Especialista explica a Gadsden Flag
O cientista político, doutor em filosofia pela Universidade de Erfurt, Magno Karl, explicou a simbologia por trás da bandeira de Gadsden desde a criação da flâmula e comentou o significado das características presentes nela.
"Você caracterizar os seus adversários com adjetivos ruins, não é uma tática rara, é normal que adversários tentem colar rótulos em seus oponentes, que não sejam exatamente benéficos a eles. A Gadsden Flag é um símbolo de quase 250 anos, que começou a ser usada no final do século XVIII, na época da revolução americana e o que ela representa, não só a cobra e a frase 'Don't Tread On Me', que pode ser traduzida livremente como 'não pise em mim' ou 'não passe por cima de mim', é uma bandeira de representação da autonomia individual, da oposição a coerção"
Segundo Karl, dentro do universo político, quaisquer bandeiras e símbolos podem ser utilizados por diversos movimentos distintos e, mesmo assim, não perdem sua representatividade e seu significado original.

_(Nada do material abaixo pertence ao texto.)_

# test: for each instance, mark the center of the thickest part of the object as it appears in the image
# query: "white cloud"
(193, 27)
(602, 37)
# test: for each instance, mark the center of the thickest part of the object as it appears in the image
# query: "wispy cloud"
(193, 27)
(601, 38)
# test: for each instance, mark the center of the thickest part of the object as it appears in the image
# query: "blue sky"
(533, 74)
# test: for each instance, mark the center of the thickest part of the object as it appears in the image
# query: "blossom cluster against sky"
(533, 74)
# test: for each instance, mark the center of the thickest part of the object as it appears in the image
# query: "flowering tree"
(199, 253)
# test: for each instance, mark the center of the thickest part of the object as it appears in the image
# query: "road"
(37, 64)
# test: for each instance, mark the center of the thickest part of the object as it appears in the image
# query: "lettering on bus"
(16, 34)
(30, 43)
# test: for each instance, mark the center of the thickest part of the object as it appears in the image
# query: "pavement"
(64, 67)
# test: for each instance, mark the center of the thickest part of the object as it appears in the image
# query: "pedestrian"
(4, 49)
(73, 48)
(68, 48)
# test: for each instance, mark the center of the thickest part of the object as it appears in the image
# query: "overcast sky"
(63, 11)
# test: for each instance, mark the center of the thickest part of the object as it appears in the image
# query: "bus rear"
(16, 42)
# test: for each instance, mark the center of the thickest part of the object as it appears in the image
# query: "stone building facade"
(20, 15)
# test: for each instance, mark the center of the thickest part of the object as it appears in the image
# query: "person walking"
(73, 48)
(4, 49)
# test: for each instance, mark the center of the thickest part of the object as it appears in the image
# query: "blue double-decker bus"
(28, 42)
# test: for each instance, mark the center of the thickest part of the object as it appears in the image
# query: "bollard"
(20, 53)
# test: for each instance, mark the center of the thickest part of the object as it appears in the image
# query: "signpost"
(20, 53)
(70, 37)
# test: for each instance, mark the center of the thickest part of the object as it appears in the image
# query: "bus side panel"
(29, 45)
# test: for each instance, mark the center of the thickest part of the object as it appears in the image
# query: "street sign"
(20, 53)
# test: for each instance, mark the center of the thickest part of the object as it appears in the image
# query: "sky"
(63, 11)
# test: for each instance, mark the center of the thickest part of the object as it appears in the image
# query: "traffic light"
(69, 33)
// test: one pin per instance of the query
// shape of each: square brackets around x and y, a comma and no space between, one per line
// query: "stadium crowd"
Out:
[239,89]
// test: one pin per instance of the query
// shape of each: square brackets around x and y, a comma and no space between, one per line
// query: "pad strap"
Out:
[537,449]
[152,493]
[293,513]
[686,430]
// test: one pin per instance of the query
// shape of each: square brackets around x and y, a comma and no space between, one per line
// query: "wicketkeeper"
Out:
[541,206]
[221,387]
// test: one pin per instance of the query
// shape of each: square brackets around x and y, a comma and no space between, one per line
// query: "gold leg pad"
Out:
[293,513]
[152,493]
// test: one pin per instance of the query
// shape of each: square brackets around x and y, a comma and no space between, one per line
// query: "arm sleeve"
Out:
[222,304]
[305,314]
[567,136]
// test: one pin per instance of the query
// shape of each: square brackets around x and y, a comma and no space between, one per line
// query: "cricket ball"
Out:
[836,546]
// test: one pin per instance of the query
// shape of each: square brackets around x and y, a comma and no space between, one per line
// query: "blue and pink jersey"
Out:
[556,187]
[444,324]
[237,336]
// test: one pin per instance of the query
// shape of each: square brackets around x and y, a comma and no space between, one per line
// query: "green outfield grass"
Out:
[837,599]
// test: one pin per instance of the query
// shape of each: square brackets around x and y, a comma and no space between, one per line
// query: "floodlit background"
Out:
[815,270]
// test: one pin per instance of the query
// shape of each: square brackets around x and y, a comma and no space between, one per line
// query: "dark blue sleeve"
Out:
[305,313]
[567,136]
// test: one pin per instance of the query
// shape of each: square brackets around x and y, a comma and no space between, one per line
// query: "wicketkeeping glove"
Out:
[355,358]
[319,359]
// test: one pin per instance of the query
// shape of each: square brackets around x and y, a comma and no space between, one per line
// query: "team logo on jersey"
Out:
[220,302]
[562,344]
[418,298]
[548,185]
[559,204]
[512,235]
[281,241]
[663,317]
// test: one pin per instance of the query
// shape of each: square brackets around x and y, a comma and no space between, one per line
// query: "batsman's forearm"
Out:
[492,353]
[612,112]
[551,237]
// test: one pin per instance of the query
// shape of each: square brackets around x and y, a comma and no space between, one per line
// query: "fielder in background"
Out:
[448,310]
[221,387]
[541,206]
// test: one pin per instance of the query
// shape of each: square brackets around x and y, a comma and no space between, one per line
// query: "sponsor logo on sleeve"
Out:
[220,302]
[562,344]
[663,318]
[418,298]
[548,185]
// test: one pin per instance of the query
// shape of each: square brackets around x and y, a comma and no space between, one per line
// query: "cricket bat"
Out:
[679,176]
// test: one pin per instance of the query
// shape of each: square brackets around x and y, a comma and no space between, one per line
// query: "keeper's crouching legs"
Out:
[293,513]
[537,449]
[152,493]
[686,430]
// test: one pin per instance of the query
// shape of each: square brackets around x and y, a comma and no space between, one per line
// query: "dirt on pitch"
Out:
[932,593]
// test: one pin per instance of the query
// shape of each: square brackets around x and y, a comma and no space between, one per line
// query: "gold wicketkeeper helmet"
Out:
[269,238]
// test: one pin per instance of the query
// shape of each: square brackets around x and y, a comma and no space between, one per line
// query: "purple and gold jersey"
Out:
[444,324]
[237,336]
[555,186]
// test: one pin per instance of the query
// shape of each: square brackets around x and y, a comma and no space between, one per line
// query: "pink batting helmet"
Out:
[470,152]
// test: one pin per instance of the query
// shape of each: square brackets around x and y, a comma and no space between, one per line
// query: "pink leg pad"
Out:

"Na política, nenhum símbolo é usado exclusivamente por um único grupo, nenhum símbolo está protegido da apropriação por outros grupos, recentemente nós tivemos aqui no país, os bolsonaristas se apropriando da nossa bandeira. Tivemos pessoas que invadiram o Congresso Nacional, o Supremo Tribunal Federal e o Palácio do Planalto, vestidos de bandeira do Brasil e camisas da seleção brasileira e, não necessariamente, a bandeira do Brasil deixou de ser usada como símbolo do Estado brasileiro.
Para o especialista no assunto, ainda que alguns grupos se apropriem de símbolos, eles não devem ser compreendidos pelos ideais desses coletivos, mas sim, pelo que representam como um todo.
"Nada impede que, por exemplo, um grupo extremista cristão se aproprie do crucifixo para simbolizar suas causas e aí, as causas desse grupo podem ser quaisquer que eles desejam. O que não quer dizer que o crucifixo será a causa dos fundamentalistas cristãos ao invés da simbologia original, de Jesus Cristo. A gente não pode entender um símbolo pelo que os seus detratores gostariam que representassem, nem pelo que um grupo posteriormente tentou ressignificar", finalizou.